既存建物へのエレベーター整備には、エレベーター棟を増築して整備する方法と、既存建物内にエレベーターシャフトを作成し、増築せずに改修により整備する方法等があります。増築を行わずに整備を行うと、高さ制限に抵触するリスク等を軽減することが可能となります。
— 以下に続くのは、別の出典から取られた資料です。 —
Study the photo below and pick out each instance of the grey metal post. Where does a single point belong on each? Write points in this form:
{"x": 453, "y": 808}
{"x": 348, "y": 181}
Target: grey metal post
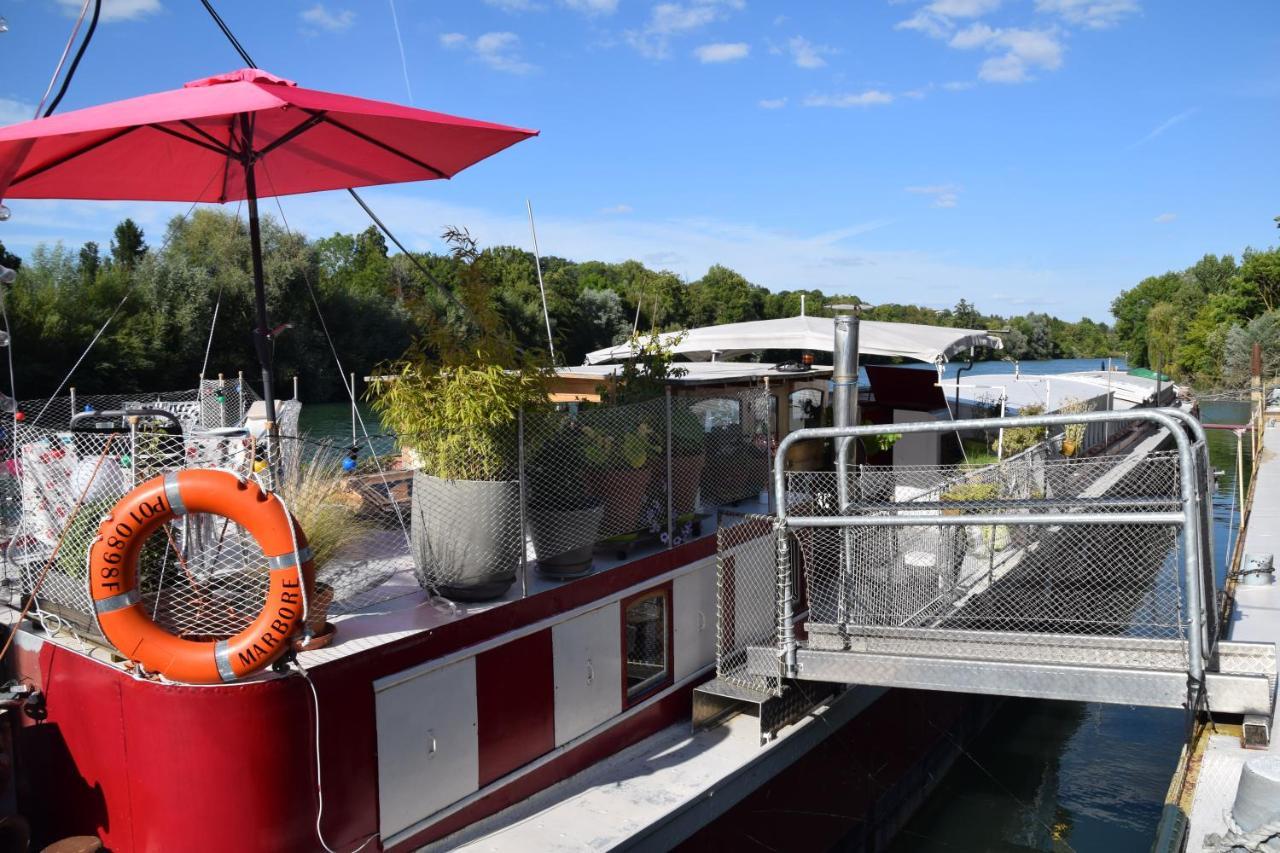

(1)トイレをエレベーターに改修した事例(大阪府豊中市立東豊中小学校)
- 生徒数
- 491名(令和7年度)
- 構造
- RC造
- 竣工年
- 昭和42年
- 改修年
- 令和2年
- 工期
- 9か月
- 費用
- 約1億1,400万円
(エレベーター工事 約3,600万円、トイレ改修工事 約7,800万円) - エレベーターの大きさ
- 11人乗り
- 使用した補助制度
- 学校施設環境改善交付金
豊中市立東豊中小学校では、トイレが各階で同じ位置に配置されていることに着目し、利用頻度の低いトイレが設置されていた場所の床スラブを貫通させることでエレベーターシャフトを確保しました。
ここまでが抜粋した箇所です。